Sous ses yeux, elle se mit méthodiquement, lettre après lettre, à rédiger une annonce. Il lisait en même temps, et son visage s’allongeait peu à peu.

**Titre :** *Couchage à louer dans salon traversant.*

**Texte :** *Pendant deux semaines, couchage sur lit de camp / matelas gonflable disponible dans le salon traversant d’un studio. Colocataires : jeune couple pratiquement jamais à la maison. Accès au canapé commun, à la télévision et à la salle de bain. Idéal pour touristes peu exigeants ou voyageurs d’affaires. Ambiance d’appartement communautaire et impressions inoubliables garanties. Prix — symbolique : 500 roubles par jour.*

Elle joignit une photo de leur pièce, prise quelques mois plus tôt, lorsqu’ils montraient fièrement leur nouveau canapé à leurs amis. Puis, sans regarder son mari pétrifié, elle fit une capture d’écran de l’annonce terminée. Elle ouvrit sa messagerie, trouva « Marina — sœur » dans ses contacts, et lui envoya l’image. Et aussitôt, sans lui laisser le temps de se remettre, elle tapa un court message :

« Marina, salut ! Stas a décidé de gagner un peu d’argent pendant que vous serez chez nous. Il vous a trouvé un colocataire. Il dit que ça ne vous dérangera pas, et qu’un peu d’argent en plus ne fait jamais de mal. »

Elle appuya sur « envoyer » et posa l’ordinateur de côté. Puis elle releva les yeux vers son mari. Un sourire froid, à peine perceptible, flottait sur ses lèvres. Le téléphone de Stanislav, posé sur la commode, sonna exactement dix secondes plus tard. Le nom de sa sœur s’afficha à l’écran. Avec un calme imperturbable, Kira regarda son mari, blanc comme un linge, tenter de s’expliquer auprès de ses proches furieux.

« Marina, attends… Non, tu as mal compris ! » Stanislav pressa le téléphone contre son oreille comme s’il voulait le faire entrer directement dans son cerveau. Il détourna le visage de Kira, instinctivement, cachant ses joues brûlantes de honte. « Quelle annonce ? C’est… c’est Kira, elle… elle plaisante ! Une blague idiote, oui, je suis d’accord — elle va la supprimer tout de suite ! »

Il lança à sa femme un regard à la fois suppliant et furieux, articulant silencieusement : « Supprime-la ! » Kira se contenta de lever légèrement un sourcil, assise sur le canapé avec le calme d’une statue. Elle n’avait aucune intention de supprimer quoi que ce soit. Elle irait jusqu’au bout de sa mise en scène.
 

« Qu’est-ce que ça a à voir avec moi ?! Je t’ai dit qu’elle plaisantait ! » Sa voix monta brusquement dans les aigus.

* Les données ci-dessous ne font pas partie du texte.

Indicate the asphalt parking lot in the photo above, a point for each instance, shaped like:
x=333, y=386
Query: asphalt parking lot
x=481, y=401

Il tournait dans le minuscule couloir comme un animal en cage, faisait un pas vers la cuisine puis revenait aussitôt. « Mais bien sûr que je vous attends ! Qu’est-ce que tu racontes ? Marina ! … Elle a raccroché… »

Il abaissa lentement le téléphone. Pendant quelques secondes, il resta immobile, le regard fixé sur le mur. Kira voyait la tension dans son dos, le serrage de ses poings. L’air dans l’appartement devint dense, électrique. Puis il se tourna vers elle, lentement, très lentement. Son visage était déformé par la colère et l’humiliation.

« Qu’est-ce que tu as fait ? » siffla-t-il. Il n’y avait plus la moindre confusion dans sa voix, seulement une froideur venimeuse, concentrée. « Tu es contente, maintenant ? Tu m’as ridiculisé devant ma sœur ! Elle croit que j’essayais de me faire de l’argent sur son dos, que je voulais coller un inconnu à côté de ses enfants ! »

« Je n’ai fait que visualiser ta proposition, » répondit Kira calmement, sans détourner le regard. Elle ne haussa pas la voix, ce qui donnait à ses mots encore plus de poids. « Tu proposais de transformer notre maison en lieu de passage. Moi, j’ai simplement mis ta proposition sur le marché. Pour que tu voies à quoi elle ressemble de l’extérieur. »

« C’était ignoble ! Un coup bas, sale, lâche ! » Il fit un pas vers elle, la dominant au-dessus du canapé. « On aurait pu parler ! »

« Parler ? » Elle eut un sourire amer, sans joie. « J’ai essayé de te parler. Il y a dix minutes. J’ai crié que c’était de la folie. Je t’ai donné des arguments. Mais tu ne m’as pas entendue. Tu continuais avec ton “on supportera” et tes “liens du sang”. Alors non, ce n’est pas une blague. C’est un support visuel pour ceux qui ne comprennent pas les mots. »

Stanislav la regarda, et dans son regard il y avait plus que de la colère. Il y avait la prise de conscience que la femme qu’il considérait comme son épouse douce et docile s’avérait être quelqu’un d’entièrement différent. Quelqu’un avec des dents acérées et une colonne vertébrale d’acier.

« Tu as humilié ma sœur ! »

« Non, » le coupa Kira. « C’est toi que j’ai humilié. En lui montrant à quel point tu te soucies peu du confort de ta propre famille. Et remarque bien ce qui l’a scandalisée. Pas le fait qu’elle devrait vivre à côté d’un inconnu. Mais le fait qu’elle devrait payer pour ça. Même symboliquement, cinq cents roubles. »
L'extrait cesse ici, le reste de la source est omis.